O, di un giovine a fronte, il codardo timore?

Osmano:

Giuro a Maccon! tai onte ha da soffrire Osmano,

Che ben dodici volte fe' fuggir l'Ottomano,

Che fin su le pendici del Caucaso gelato

Frenò l'Indica gente, lo Scita ha debellato?

Odimi, figlia, e mi oda quel che ami a suo dispetto;

Dei seguaci di Marte l'onore anima il petto.

Mia figlia più non sei, se la mia gloria oscuri,

Se l'onte, e le minaccie del genitor procuri;

E se non sei più figlia, odio la tua pietade,

E sesso non rispetto, non rispetto l'etade.

L'ira, l'onor m'infiamma, tra gli insulti infierisco;

Parti, resta, frapponti, nulla mi cal, ferisco

(s'avventa contro Tamas).

Fatima:

Ohimè!

(sviene, e cade sui guanciali dove prima si è seduto Alì).

Osmano:

Sei tu ferita? morta sei tu caduta?

Tamas:

Né spenta, né ferita; è pel timore svenuta.

Osmano:

Mirala, cuor di tigre, mirala, in quale stato

La misera è ridotta per uno sposo ingrato!

Ohimè, che una tal vista l'alma mi opprime a segno,

Che ho i spirti confusi fra l’amore, e lo sdegno.

Mira un padre avvilito dall'amor d'una figlia.

A te qual nuovo eccesso la crudeltà consiglia?

Stupido la rimiri? né men cerchi un'aita,

Per ridonarle i spirti, per richiamarla in vita?

Perfido, se ti cale, ch'ella ti lasci, e mora,

Svenala, scellerato, svena suo padre ancora (getta la spada).

Tamas:

Di sangue non mi pasco, non son disumanato,

Non odio, che me stesso, io sono un disperato (parte).

Osmano:

Fatima, figlia; oh Numi! conosco or come fura

Tutti gli affetti a un padre l’affetto di natura.

Ecco la mia figliuola, eccolo il mio tesoro.

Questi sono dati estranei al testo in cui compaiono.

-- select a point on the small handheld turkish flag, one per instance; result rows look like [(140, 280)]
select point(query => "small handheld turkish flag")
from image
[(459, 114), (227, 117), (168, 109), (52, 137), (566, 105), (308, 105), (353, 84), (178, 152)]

Gente, aita; chi porge a Fatima ristoro?

 

Scena IX

Curcuma, e detti.

 

Curcuma:

È partito?

Osmano:

Deh vieni.

Curcuma:

È partito il padrone?

Osmano:

Sì, soccorri la sposa.

Curcuma:

Che le ha fatto il guidone'?

Osmano:

Vedila, se respira; cuor non ho di mirarla.

Curcuma:

Eh sì, signore, è viva; sarà bene slacciarla.

Osmano:

Basti tu?

Curcuma:

Sì signore (oh queste gioie belle

Non mi escon dalle mani se mi cavan la pelle)

(leva le gioie a Fatima, e le ripone).

Osmano:

Non rinviene?

Curcuma:

Mi pare, ma con tal peso intorno

Rinvenir non potrebbe né meno in tutto il giorno

(seguita a cavarle le gioie).

 

Scena X

Machmut, e detti.

 

Machmut:

Stelle! Osmano?

Osmano:

Machmut, vedi mia figlia al suolo.

Machmut:

Morta?

Osmano:

No, tramortita per eccesso di duolo,

Machmut:

Tamas mio figlio io viddi da fier dolore oppresso.

Osmano:

Di Fatima l’affanno vien da tuo figlio istesso.

Ma s'ella non cadeva sugli occhi miei svenuta,

La testa di tuo figlio fora al mio piè caduta.

Machmut:

Di mio figlio?

Curcuma:

Signori, par che riprenda fiato.

(Rinvenga quando vuole, il meglio l’ho intascato).

Fatima:

Ohimè!

Osmano:

Figlia?

Fatima:

Consorte? (verso Machmut).

Machmut:

Il suocero son io.

Osmano:

Volgiti al genitore.

Fatima:

Dov'è lo sposo mio?

Osmano:

Pensa alla tua salute non a quell'alma ingrata.

Curcuma:

Con un po' di marito è bella, e risanata.

Fatima:

Tamas dov'è? (a Machmut).

Machmut:

Non lungi.

Fatima:

Vive? (ad Osmano).

Osmano:

Si, per tuo zelo,

Perché tu lo salvasti.

Fatima: Ah benedetto il cielo!

Benedetta la mano del genitor pietoso,

Che in grazia d'una figlia, ha salvato lo sposo,

Vive poi? Deh signore, Tamas, il caro figlio,

Respira, o langue, è in libertà, o in periglio? (a Machmut).

Machmut:

Si, respira, sta lieta.

Osmano:

Ancor l’ami cotanto?

Machmut:

Ira ho contro il mio figlio, e tu mi movi al pianto.

Curcuma:

In tant'anni, ch'io faccio di custode il mestiero

Quest'è la prima volta, che vedo un amor vero.

Fatima:

Dove son le mie gioie? (a Curcuma).

Curcuma:

Son qui, ve le ho serbate.

(Credea fra tanti affanni se le avesse scordate) (da sé).

Machmut:

Itene a riposare (a Fatima)

Fatima: Tamas?

Machmut:

Non dubitate,

A voi verrà fra poco.

Fatima:

Oh Dio! non m'ingannate.

Padre, suocero, io sono d'amor sì ardente, accesa,

Che già di lui mi scordo ogni onta, ed ogni offesa.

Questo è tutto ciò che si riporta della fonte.